In his autobiography he writes: “Thus, through an action that neither the leaders of the temple movement nor the leaders of the central government could control or prevent, a group of Kar Sewaks delivered their own verdict on some of the seminal questions of Indian history, both medieval and modern. Ram or Babar? Genuine secularism or pseudo secularism? Justice for all or always appeasement of some? Are Hindus to remain perpetually divided on caste, regional and linguistic lines or should they unite when fundamental challenges confront faith…?”
Advani could well have been addressing these questions to the ideological opponents of BJP-RSS.
For years, there has been a concerted attempt by the “rootless anglicised elite”, as writer-diplomat Pavan K Varma describes them, to de-hyphenate Bharat’s Hindu roots from our civilisational history.
Many years ago, VS Naipaul had assessed Romila Thapar’s book on Indian history and likened it to displaying a “Marxist attitude to history, which in substance says: there is a higher truth behind the invasions— feudalism and all that. The correct truth is the way the invaders looked at their actions. They were conquering, they were subjugating… Only now are the people beginning to understand that there has been a great vandalizing of India… What is happening in India is a mighty creative process. Indian intellectuals, who want to be secure in their liberal beliefs, may not understand what is going on… but every other Indian knows precisely what is happening: Deep down he knows that a larger response is emerging even if at times this response appears in his eyes to be threatening.”

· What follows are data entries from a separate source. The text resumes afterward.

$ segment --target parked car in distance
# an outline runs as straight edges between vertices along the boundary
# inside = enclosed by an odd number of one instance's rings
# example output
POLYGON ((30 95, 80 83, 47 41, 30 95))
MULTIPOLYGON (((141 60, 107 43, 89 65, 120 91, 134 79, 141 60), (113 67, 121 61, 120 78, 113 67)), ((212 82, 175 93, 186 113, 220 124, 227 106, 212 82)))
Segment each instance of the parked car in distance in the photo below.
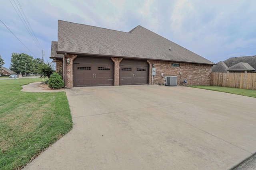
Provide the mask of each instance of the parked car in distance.
POLYGON ((12 74, 10 75, 9 76, 9 78, 17 78, 18 76, 16 74, 12 74))

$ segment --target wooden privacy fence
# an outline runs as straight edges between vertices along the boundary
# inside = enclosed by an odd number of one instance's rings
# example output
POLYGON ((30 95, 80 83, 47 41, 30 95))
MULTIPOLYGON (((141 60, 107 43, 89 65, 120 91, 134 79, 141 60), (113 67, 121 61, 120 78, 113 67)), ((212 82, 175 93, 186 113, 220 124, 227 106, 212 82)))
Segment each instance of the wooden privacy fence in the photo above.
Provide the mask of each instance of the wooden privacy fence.
POLYGON ((256 90, 256 73, 212 72, 211 86, 256 90))

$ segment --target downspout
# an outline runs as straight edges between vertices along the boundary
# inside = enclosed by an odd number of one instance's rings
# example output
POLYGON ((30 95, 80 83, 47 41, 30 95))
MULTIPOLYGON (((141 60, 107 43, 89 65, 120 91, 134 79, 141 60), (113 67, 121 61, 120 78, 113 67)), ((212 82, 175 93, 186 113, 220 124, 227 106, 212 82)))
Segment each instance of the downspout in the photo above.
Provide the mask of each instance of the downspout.
POLYGON ((66 62, 67 58, 67 53, 64 53, 64 65, 65 65, 65 69, 64 75, 65 76, 65 87, 67 87, 67 63, 66 62))

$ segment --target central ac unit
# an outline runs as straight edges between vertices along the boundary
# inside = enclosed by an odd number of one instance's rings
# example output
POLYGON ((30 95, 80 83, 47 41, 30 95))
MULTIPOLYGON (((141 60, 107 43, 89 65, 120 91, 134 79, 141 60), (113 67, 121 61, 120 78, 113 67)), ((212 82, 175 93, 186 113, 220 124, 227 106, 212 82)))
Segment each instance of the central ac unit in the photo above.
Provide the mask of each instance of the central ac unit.
POLYGON ((165 85, 177 86, 177 76, 166 76, 165 85))

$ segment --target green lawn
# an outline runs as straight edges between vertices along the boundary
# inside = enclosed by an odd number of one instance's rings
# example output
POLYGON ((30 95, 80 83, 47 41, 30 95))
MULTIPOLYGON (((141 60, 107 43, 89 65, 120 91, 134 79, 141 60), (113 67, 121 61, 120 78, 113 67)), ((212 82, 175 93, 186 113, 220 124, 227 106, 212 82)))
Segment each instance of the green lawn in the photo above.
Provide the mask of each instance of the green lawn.
POLYGON ((64 92, 30 93, 42 78, 0 80, 0 170, 18 169, 72 128, 64 92))
POLYGON ((256 90, 216 86, 193 86, 192 87, 256 98, 256 90))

Naipaul may have presaged the emergence of a “larger response”, but threatening it isn’t.
Today’s Ayodhya is far more than a one-time staging ground for an epochal movement centred on the reclamation of Hindu religious rights. It is now conceived to serve as a cradle of a ‘sabke Ram’.
Indeed, Ayodhya’s temple to ‘sabke Ram’ may be the centrepiece of the Ram Janmabhoomi complex but it also houses temples to other venerables associated with the Ramayana.
Many disadvantaged communities—Dalits, SCs and STs—view themselves as the legatees of Valmiki, Sabari, Jatayu, Vishwamitra, Vashishta, and Hanuman.
The exaltation of icons revered by these marginalised communities is intended to remind them that they are first among equals. That they are being accepted as the prideful custodians of an unbreakable bond with Ram and through him with Hindu universalism.
Clearly then, Ayodhya is not the monotheistic epicentre of a Hindu Mecca or a Hindu Vatican. It is destined to be the symbolic gateway connecting modern India to Bharat’s civilisational inheritance—its all-embracing Sanatana Dharma.